Les biotechnologies, la France et l’innovation : la première conférence de Sup’Biotech de la saison a réussi son pari
Innovation, financement, concurrence, entrepreneuriat… La première conférence de l’année 2014-2015 de Sup’Biotech, organisée à l’Auditorium FCBA (Paris 12e), a balayé un nombre important de sujets concernant la place des biotechnologies en France. Professionnels réputés et Anciens de l’école se relayaient ainsi devant leurs pairs – et les étudiants de Sup’Biotech – pour aborder toutes les facettes d’un marché qui ne cesse de prendre de l’ampleur, y compris à l’International.

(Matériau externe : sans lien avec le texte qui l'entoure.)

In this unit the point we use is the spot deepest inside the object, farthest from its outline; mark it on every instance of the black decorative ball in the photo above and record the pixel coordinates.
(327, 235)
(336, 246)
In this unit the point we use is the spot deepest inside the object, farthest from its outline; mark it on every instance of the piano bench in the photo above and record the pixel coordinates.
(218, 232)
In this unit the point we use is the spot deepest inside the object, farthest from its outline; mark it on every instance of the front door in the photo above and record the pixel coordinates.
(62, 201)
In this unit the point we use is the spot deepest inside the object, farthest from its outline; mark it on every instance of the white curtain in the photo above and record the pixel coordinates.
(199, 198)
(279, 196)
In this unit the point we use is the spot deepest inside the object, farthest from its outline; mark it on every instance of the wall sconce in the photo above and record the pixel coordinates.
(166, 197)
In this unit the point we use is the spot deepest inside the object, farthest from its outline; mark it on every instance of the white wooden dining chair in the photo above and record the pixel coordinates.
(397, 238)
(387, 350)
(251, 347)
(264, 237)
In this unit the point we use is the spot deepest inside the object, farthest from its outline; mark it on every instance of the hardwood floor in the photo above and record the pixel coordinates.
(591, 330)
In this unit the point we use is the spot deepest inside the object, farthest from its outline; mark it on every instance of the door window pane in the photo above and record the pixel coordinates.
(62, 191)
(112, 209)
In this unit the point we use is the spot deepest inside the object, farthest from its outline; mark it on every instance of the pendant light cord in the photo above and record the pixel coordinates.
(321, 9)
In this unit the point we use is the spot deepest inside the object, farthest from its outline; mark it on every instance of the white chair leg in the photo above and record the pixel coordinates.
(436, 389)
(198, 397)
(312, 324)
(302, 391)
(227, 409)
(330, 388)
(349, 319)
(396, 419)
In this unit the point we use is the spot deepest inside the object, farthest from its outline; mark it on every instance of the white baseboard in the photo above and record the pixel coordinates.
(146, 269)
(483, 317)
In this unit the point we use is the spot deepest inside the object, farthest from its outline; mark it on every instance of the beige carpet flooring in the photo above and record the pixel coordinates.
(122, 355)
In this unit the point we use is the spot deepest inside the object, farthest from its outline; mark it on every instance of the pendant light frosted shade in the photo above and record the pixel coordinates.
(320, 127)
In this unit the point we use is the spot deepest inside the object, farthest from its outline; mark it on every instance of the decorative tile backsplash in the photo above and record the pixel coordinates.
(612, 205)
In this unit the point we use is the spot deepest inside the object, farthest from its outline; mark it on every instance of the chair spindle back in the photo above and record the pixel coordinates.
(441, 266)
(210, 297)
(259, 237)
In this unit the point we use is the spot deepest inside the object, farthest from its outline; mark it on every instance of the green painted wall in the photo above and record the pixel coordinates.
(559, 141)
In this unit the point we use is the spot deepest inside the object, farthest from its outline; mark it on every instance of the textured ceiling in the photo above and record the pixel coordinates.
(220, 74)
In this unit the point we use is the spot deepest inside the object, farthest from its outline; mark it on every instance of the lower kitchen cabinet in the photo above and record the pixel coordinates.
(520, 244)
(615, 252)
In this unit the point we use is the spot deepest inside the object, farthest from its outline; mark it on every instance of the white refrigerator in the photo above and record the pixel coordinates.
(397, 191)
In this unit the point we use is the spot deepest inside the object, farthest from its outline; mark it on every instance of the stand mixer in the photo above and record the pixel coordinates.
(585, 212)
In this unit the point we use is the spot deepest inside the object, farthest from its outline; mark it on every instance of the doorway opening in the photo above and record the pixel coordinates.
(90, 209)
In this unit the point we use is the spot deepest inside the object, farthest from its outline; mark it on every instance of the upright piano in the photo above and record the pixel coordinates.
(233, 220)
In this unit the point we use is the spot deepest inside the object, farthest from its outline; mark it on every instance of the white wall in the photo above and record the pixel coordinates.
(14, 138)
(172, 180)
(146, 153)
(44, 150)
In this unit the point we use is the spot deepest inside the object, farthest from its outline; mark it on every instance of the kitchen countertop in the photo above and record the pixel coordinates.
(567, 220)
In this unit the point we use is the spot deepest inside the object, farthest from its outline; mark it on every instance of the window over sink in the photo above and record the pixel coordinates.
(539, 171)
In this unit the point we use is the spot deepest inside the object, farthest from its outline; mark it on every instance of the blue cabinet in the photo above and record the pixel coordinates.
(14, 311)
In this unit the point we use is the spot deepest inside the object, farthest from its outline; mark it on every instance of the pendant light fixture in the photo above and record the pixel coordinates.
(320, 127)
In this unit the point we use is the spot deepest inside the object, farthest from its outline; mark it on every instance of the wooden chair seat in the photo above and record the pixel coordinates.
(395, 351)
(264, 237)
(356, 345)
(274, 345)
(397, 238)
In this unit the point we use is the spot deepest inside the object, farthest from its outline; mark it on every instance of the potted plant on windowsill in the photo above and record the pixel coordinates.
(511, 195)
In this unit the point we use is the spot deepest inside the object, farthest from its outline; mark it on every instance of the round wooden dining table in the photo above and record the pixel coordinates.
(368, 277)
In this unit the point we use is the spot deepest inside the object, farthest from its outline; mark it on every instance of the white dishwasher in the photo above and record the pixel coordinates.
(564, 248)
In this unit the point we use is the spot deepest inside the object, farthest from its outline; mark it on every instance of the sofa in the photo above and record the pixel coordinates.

Introduite par Vanessa Proux, directrice de Sup’Biotech, cette conférence « Biotechnologies à la française : pari réussi ? » débutait par un petit tour des biotechnologies et pas n’importe lequel : le fameux Tour de France effectué par Joachim Eeckhout et Philip Hemme (Sup’Biotech promotion 2014). Présent sur la scène de l’Auditorium FCBA, Joachim revenait sur la genèse de ce documentaire-roadtrip et en profitait pour présenter les autres projets de son binôme. Ce dernier est ainsi à la tête de LaBiotech.fr, un site d’informations entièrement consacré à l’actu des biotechnologies, de son pendant européen LaBiotech.eu, mais aussi de LaBiotechTour.com, un site Web qui permet de découvrir les principaux clusters mondiaux dans le domaine à travers plusieurs reportages. Philip Hemme vient de terminer un épisode consacré à Boston (voir ci-dessous), l’une des places fortes du monde des biotechnologies. D’autres devraient suivre sur l’Irlande, la Californie, l’Allemagne, etc.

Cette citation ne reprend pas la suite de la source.